The hygienically challenged colleague
Could this be the most cringeworthy scenario on the list? Generally, the duty of dealing with body odour issues should fall to the malodorous coworker’s manager. So, if that’s you, don’t shirk your responsibility as a leader. Yes, it’s mortifying to say and even more mortifying to hear, but think of it as a kindness to let someone know about an issue of which they may not be aware.
Do it privately, sensitively and without judgement; remember that any unusual odours could be caused by a medical issue, not a lack of personal hygiene. Alternatively, changes to the employee’s personal, financial or mental health circumstances could be having a direct or indirect effect on their ability to shower or wash clothes regularly. So, it’s important to be compassionate and open-minded in your approach.
Simply tell the person, as specifically as you can, what the problem is and what you would like them to do about it. Then listen to what they have to say and offer any help you can. Keep it brief and matter-of-fact to help mitigate any embarrassment. Importantly, have the conversation at the end of the day, so they can go straight home and don’t have to spend the next eight hours feeling like a pariah.
The tea round standoff
It’s probably a bit of a cliché these days, but entry level staff are still expected to make the tea for everyone in many work environments. However, some may find being the office’s designated tea person slightly demeaning and one could argue that it adds little of value to anyone’s work experience. Certainly, if you notice that your office’s tea-making duties seem to be split along gender or age lines, it’s time to suggest a shake-up.

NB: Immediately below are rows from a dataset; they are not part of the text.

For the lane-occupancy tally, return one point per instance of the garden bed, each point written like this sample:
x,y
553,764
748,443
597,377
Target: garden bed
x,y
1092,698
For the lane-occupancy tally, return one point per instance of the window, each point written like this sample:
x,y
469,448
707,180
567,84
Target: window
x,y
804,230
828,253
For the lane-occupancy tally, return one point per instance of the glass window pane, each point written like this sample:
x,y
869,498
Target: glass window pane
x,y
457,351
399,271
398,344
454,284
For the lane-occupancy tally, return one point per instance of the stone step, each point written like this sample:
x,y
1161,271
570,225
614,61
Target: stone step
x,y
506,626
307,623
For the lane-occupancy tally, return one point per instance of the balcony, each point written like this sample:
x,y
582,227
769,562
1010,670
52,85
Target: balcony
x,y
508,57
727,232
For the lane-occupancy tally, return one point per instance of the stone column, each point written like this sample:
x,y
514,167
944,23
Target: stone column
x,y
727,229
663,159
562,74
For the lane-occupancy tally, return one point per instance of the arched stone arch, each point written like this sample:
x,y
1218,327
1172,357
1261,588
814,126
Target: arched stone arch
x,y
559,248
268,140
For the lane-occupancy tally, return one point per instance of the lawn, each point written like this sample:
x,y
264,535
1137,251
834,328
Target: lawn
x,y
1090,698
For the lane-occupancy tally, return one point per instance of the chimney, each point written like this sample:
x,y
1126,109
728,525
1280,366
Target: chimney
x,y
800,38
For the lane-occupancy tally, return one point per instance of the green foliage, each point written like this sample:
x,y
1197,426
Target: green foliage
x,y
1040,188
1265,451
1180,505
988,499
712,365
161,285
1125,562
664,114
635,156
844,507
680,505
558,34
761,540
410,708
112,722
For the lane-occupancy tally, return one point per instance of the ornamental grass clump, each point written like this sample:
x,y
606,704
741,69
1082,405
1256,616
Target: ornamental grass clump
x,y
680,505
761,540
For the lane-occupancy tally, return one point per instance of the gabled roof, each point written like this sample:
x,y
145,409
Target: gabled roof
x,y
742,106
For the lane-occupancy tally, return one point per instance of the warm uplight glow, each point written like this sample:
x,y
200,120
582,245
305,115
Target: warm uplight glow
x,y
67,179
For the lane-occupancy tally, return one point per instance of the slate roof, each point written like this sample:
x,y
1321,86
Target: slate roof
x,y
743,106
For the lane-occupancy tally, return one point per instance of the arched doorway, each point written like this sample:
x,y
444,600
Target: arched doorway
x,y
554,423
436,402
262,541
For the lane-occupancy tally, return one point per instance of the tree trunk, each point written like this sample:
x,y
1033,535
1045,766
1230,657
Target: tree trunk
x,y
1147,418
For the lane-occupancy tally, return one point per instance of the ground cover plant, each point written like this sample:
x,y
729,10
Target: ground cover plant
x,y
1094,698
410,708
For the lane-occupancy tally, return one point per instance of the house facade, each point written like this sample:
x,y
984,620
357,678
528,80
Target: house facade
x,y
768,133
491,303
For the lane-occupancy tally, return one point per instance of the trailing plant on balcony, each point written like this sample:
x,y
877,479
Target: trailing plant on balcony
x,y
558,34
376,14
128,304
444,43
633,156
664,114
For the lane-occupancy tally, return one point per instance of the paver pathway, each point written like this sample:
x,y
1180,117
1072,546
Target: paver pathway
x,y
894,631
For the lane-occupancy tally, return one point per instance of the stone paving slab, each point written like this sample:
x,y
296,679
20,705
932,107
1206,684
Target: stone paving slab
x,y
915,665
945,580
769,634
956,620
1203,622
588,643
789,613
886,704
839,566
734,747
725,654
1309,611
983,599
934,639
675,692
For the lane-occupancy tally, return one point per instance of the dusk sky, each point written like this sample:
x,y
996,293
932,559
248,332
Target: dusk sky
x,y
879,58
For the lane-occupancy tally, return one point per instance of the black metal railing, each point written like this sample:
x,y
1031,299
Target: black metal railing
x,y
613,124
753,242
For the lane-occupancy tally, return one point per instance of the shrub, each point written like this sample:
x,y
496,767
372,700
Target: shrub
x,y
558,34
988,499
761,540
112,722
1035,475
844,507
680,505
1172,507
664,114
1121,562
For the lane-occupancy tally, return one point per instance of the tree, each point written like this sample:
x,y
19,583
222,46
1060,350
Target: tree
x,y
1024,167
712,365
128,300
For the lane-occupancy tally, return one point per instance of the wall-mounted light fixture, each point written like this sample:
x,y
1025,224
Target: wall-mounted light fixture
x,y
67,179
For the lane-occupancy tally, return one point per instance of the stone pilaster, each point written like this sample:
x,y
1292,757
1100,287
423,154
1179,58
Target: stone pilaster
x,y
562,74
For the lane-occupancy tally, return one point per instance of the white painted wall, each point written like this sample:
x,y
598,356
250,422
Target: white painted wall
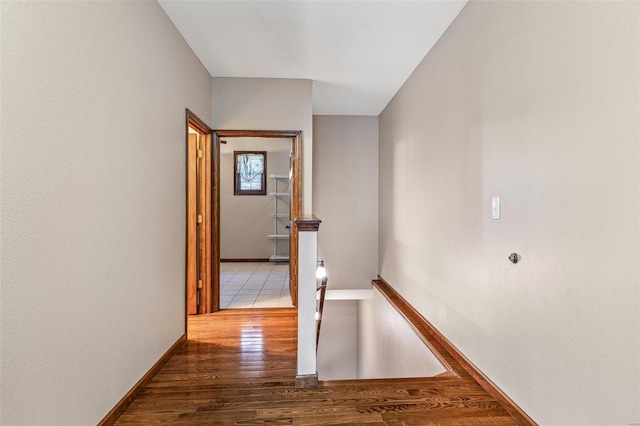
x,y
345,197
388,346
244,219
537,103
268,104
338,343
93,202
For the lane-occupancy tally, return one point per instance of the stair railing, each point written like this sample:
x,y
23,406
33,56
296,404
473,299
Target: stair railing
x,y
322,288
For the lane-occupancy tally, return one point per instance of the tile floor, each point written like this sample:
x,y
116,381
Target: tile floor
x,y
254,285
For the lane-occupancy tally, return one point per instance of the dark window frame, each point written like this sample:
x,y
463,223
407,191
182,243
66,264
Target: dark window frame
x,y
236,175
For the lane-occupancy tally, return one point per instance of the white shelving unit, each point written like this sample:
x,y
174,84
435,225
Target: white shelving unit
x,y
278,215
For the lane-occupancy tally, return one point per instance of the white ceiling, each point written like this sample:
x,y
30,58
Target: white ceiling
x,y
358,53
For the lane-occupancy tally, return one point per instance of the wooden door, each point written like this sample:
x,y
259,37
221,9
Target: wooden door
x,y
296,210
200,250
192,247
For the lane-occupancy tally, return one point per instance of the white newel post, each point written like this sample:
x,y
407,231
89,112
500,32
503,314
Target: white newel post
x,y
307,374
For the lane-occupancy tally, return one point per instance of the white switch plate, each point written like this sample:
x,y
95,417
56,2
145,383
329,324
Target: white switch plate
x,y
495,208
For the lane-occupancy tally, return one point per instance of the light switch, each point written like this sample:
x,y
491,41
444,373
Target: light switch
x,y
495,208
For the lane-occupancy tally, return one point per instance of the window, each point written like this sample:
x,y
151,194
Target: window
x,y
250,172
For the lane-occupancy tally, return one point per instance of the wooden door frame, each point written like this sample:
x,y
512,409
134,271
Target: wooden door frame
x,y
296,202
201,197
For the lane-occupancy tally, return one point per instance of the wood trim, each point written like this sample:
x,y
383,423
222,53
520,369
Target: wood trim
x,y
296,202
196,123
503,399
284,134
414,319
214,235
207,290
296,211
245,260
308,223
191,224
122,405
307,381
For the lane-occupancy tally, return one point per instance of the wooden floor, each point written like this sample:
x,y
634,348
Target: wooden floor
x,y
238,368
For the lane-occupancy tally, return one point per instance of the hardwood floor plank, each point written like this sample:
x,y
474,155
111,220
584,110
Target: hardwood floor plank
x,y
239,366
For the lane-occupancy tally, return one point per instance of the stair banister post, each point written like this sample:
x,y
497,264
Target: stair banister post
x,y
307,374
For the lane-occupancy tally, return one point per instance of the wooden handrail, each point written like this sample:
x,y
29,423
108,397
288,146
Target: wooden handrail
x,y
323,289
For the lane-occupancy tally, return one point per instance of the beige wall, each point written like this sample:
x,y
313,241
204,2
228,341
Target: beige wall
x,y
345,198
537,103
388,346
268,104
244,219
93,202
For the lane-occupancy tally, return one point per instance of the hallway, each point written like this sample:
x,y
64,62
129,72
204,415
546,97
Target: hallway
x,y
239,366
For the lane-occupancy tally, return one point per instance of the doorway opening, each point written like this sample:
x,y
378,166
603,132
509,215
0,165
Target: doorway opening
x,y
257,262
200,276
255,194
203,212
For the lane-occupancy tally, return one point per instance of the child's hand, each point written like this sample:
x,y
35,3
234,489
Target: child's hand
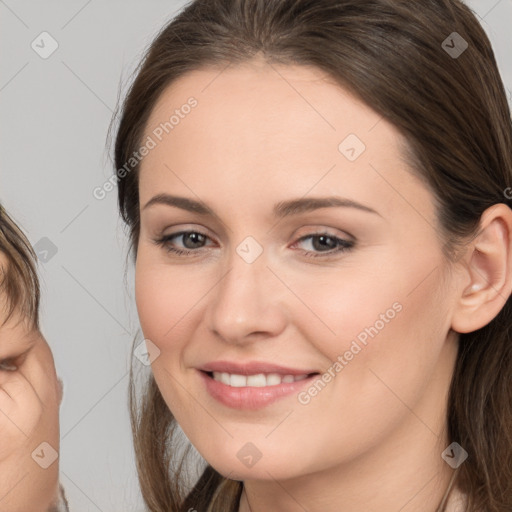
x,y
30,396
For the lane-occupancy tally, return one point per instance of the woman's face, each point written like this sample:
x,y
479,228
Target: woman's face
x,y
314,250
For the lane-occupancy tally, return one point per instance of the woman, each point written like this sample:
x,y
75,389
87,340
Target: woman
x,y
316,199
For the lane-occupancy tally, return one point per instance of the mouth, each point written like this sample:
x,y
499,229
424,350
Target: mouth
x,y
258,380
254,391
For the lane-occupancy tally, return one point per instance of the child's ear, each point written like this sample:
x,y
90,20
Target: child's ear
x,y
487,271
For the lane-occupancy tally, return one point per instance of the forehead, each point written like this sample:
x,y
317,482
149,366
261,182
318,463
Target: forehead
x,y
259,129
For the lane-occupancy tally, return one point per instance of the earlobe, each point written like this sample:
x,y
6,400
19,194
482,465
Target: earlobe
x,y
488,268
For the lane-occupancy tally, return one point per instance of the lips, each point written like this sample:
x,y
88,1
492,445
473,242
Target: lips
x,y
253,368
253,385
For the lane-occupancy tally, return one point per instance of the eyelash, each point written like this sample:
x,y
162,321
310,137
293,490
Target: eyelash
x,y
344,245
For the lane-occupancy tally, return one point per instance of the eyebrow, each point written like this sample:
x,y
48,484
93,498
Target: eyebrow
x,y
281,209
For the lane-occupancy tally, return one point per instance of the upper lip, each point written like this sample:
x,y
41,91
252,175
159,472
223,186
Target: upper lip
x,y
252,368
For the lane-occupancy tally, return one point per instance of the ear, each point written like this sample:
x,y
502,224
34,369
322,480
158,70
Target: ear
x,y
487,271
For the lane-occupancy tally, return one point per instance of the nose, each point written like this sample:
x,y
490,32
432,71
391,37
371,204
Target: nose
x,y
248,304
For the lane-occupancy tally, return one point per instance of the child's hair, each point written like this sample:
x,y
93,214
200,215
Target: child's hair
x,y
400,58
19,283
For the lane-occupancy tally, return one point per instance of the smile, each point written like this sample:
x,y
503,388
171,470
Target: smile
x,y
258,380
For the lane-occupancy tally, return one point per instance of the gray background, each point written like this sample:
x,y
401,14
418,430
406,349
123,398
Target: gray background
x,y
55,116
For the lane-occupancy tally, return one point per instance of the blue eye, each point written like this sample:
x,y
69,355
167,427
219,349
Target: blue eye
x,y
322,244
188,238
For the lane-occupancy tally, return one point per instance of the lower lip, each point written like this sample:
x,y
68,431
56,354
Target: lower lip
x,y
252,398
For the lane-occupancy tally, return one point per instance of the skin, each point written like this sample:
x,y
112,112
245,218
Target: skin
x,y
30,396
372,438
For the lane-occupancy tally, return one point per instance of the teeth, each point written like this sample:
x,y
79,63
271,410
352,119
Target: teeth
x,y
255,381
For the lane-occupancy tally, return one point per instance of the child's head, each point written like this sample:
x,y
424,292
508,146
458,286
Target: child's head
x,y
30,392
19,284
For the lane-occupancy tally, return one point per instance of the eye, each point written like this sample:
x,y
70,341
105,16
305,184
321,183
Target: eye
x,y
191,241
324,244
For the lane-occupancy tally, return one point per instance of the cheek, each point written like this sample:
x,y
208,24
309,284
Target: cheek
x,y
166,299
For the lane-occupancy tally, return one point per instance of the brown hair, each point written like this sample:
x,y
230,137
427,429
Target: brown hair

What can you do instead? Apart from everyone making their own tea (which is a necessity during the Covid-19 pandemic, of course), you could suggest a tea buddy system. Each person is randomly assigned a partner for whom they exclusively offer to make drinks and vice versa. This reduces the time-consuming burden of the ‘whole office round’ and feels fairer. Plus, it can be a useful way to encourage a rapport between people in different rooms, departments or levels who might not otherwise interact.
The office slacker
Noticed that someone isn’t pulling their weight and it’s getting on your last nerve? That’s natural enough, but tackling the problem can require discretion, particularly if internal politics are at play.
As aggravating as it might be that Brenda always slips out ten minutes early and the boss never seems to notice, ask yourself whether her early departures actually affect your workload or that of the team. If not, your manager may write the complaint off to interpersonal differences and be less likely to listen the next time you raise an issue. Always focus on the concrete ways that a colleague’s behaviour impacts the work and leave your personal feelings out of it.
If you can’t identify a work impact? Then you might just have to let it go and leave it to the manager to handle, if and when they see fit… which is a whole other skill in itself!